滞在中、浅草寺に行った時、地下鉄の駅で駅員さんが6人掛かりで130sの電動車いすに乗る自分を持ち上げ乗せてくれた。箱根に行った時も、駅員さんが協力してくれた。この体験で、「日本は住みやすい国」という印象を持ち、「いつか日本に住んでみたい」と思うようになった。

大学卒業後、地元の企業に就職したものの、日本に住みたいという思いが抑えられず、ついに2年後の2007年(26歳)、日本のキリスト教関連団体に職を得て来日。現在は、社会福祉法人でホームページの管理をしている。日本で生活を続けていく中で、自分が得たものを日本で返したいと思うようになり、2016年には日本国籍を取得した。
住んでみて感じたのは、日本は、障がい者向けのバリアフリー対応やサービスが進んでいるのに、それが海外に発信されていないこと。実際、グリズデイルさんが旅行のために情報を検索しても、日本語版にはバリアフリー情報が載っていても、英語版にはないというケースがよくあるという。これでは旅行をあきらめてしまう人も多いだろう。この状況を何とかしたい。この思いがサイト開設につながった。

サイトには、交通機関、ホテル、エレベーター、トイレ、レストランから、インターネットアクセス、障がい者割引、電圧・充電器事情など、様々な施設やサービスの利用に関する情報が詰まっている。さらに、自身の体験に基づくリポートや、バリアフリーに関する考察もある。「このサイトのおかげで日本旅行ができることが分かり、さっそく予約した」といった声も寄せられている。
「ひとりでの制作には限界がある。今後の目標は、情報のネットワークを構築し、全国を網羅した情報を載せること」とグリズデイルさんは話す。

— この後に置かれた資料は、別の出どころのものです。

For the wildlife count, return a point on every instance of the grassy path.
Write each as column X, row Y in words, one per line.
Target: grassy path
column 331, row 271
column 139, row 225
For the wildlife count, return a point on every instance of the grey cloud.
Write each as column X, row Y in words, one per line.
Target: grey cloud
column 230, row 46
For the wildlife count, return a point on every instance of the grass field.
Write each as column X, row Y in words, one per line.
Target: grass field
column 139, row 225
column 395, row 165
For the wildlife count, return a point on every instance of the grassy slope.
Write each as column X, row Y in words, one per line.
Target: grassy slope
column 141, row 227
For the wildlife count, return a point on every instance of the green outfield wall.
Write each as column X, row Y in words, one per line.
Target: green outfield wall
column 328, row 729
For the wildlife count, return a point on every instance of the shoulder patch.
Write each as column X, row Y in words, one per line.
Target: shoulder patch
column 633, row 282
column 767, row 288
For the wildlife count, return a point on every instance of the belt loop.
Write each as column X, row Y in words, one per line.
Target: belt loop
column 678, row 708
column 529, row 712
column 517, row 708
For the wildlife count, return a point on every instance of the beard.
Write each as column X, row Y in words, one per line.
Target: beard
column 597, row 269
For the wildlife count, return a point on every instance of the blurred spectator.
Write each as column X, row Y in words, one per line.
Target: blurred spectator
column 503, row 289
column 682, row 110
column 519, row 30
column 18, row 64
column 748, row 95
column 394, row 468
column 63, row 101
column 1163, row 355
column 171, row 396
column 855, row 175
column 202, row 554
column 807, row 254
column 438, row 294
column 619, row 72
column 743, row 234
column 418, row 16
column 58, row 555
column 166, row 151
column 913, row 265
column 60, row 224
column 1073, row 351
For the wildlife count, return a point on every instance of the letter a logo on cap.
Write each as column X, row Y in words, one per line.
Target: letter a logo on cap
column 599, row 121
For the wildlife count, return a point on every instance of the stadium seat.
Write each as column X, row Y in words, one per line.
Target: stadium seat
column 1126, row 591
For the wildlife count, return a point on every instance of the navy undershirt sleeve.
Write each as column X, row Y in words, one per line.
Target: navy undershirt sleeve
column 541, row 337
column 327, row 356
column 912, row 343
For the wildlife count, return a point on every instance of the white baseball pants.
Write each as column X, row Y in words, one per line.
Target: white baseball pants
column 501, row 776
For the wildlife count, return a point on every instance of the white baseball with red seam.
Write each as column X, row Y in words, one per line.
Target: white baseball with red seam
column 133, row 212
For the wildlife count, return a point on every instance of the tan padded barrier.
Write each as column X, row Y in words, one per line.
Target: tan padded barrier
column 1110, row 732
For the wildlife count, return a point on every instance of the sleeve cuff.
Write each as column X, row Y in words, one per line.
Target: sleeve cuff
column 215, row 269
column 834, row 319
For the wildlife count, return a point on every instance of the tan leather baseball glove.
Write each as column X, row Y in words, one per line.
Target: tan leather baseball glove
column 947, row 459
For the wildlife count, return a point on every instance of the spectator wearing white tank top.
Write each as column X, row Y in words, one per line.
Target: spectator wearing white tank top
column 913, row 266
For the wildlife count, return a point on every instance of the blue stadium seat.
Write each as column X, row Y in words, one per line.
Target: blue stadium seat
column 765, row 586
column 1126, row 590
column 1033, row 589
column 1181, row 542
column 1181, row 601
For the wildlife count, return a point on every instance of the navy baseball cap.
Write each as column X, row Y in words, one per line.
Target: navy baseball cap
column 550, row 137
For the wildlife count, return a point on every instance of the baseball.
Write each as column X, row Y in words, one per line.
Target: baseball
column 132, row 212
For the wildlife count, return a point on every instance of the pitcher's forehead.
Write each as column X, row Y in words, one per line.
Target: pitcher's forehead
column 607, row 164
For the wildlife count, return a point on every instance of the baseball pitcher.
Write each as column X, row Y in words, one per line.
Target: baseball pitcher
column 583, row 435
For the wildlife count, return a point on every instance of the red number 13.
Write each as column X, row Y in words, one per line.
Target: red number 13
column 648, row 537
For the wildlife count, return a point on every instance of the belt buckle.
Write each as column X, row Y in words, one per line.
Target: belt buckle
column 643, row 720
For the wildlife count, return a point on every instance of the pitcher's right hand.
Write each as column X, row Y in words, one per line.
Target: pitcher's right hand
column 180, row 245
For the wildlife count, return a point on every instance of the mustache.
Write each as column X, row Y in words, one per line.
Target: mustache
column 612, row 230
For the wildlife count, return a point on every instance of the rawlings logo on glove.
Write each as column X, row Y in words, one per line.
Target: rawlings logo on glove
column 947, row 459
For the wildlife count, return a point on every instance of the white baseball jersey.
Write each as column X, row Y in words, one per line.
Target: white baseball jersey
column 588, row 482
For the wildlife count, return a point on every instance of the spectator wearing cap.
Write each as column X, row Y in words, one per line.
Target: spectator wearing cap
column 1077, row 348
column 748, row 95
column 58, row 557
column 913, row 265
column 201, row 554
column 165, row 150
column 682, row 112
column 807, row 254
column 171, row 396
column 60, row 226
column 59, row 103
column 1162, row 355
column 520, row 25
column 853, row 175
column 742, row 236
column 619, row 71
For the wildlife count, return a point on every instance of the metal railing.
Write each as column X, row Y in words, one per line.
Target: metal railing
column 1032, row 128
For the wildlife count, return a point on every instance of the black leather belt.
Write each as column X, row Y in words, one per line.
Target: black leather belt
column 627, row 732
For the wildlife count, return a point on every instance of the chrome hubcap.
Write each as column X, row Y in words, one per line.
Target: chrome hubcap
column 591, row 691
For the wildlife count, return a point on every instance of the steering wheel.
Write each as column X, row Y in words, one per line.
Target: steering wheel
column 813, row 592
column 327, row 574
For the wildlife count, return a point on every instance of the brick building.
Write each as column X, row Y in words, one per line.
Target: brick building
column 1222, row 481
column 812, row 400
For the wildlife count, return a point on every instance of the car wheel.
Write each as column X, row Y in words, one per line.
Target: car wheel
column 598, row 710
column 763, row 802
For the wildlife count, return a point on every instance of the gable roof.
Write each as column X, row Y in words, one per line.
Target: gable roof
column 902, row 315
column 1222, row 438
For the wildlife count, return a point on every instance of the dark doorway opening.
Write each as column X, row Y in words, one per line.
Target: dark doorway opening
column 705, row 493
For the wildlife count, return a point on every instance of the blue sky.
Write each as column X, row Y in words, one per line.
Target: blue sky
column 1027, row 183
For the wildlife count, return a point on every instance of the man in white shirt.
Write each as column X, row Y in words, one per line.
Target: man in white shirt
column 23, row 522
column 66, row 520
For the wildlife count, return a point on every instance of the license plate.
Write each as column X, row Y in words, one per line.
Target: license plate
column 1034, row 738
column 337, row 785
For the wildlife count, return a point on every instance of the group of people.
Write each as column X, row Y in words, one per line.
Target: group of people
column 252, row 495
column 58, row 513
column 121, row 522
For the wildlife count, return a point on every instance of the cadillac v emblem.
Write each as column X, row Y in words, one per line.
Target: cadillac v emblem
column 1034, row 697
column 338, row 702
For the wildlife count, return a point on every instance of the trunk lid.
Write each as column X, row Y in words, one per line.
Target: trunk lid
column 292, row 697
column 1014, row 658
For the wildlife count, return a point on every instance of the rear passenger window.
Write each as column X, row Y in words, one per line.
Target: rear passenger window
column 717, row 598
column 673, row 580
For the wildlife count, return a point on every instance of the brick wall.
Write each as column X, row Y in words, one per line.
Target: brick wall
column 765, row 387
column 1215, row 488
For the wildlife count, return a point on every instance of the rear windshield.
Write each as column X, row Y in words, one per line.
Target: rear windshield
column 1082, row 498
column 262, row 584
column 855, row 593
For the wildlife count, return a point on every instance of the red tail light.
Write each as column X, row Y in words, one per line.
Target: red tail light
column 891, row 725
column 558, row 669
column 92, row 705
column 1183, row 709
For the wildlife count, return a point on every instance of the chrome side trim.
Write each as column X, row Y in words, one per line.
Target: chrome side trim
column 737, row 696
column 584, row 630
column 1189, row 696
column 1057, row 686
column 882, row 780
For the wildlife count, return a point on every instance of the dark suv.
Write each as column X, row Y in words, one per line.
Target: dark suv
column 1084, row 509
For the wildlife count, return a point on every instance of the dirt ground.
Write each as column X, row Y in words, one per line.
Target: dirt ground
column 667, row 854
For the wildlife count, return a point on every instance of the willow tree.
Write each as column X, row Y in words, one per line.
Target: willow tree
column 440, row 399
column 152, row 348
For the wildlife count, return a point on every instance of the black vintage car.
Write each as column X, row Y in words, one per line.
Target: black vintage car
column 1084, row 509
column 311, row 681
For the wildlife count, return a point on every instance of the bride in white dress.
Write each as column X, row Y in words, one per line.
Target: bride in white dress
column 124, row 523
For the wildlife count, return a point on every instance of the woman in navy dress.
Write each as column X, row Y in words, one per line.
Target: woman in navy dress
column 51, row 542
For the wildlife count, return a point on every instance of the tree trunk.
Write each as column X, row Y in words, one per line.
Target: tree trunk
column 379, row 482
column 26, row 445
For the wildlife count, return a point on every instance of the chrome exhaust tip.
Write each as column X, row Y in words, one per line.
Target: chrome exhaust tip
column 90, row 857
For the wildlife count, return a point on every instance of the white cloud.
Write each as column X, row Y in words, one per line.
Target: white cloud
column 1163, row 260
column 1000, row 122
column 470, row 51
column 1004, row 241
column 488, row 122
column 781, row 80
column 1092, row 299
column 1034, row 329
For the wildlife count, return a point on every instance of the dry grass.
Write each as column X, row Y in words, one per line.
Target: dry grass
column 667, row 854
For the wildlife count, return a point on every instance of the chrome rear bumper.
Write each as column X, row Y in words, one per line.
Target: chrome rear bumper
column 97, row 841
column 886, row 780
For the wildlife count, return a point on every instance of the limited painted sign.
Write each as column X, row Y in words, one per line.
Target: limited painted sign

子どもの頃からパソコンが身近にあったことが今の活動にもつながっている

高校卒業時に旅行で日本に滞在。駅員が親切に対応してくれたことに感動

グリズデイルさんのサイトを見て実際に日本を訪問する外国人の障がい者の方も多い

観光名所を訪問し、障がい者の視点でアクセスやバリアフリーかどうかをチェック

受賞理由

日本の観光情報の発信に留まらず、障がい者を勇気づけ、その可能性を大きく広げる

外国出身の障がい者でありながら、積極的に日本社会に溶け込み、自力でサイトを運営するその行動力に感動する。このサイトは単なる旅行ガイドに留まらず、障がい者を勇気づけ、その可能性を大きく広げる力を持っている。このサイトの重要性は今後もっと高まるだろう。日本の良さを、障がい者の視点から発信してくれることにも感謝したい。

受賞コメント

この賞を受賞することは、想像を大きく超えて、身に余る光栄です。国籍を変えるほど、日本のことを愛していますので、障がいがあっても世界中の方々に日本の旅行を楽しんでいただきたいと望んでいます。できることは限られていますが、もしも私の活動で来日できるようになる障がい者が一人でも増えるなら幸いです。2020年の東京五輪・パラリンピックに向けて、もっと広くもっと深く日本の素晴らしいバリアフリー情報を発信していきたいと思います。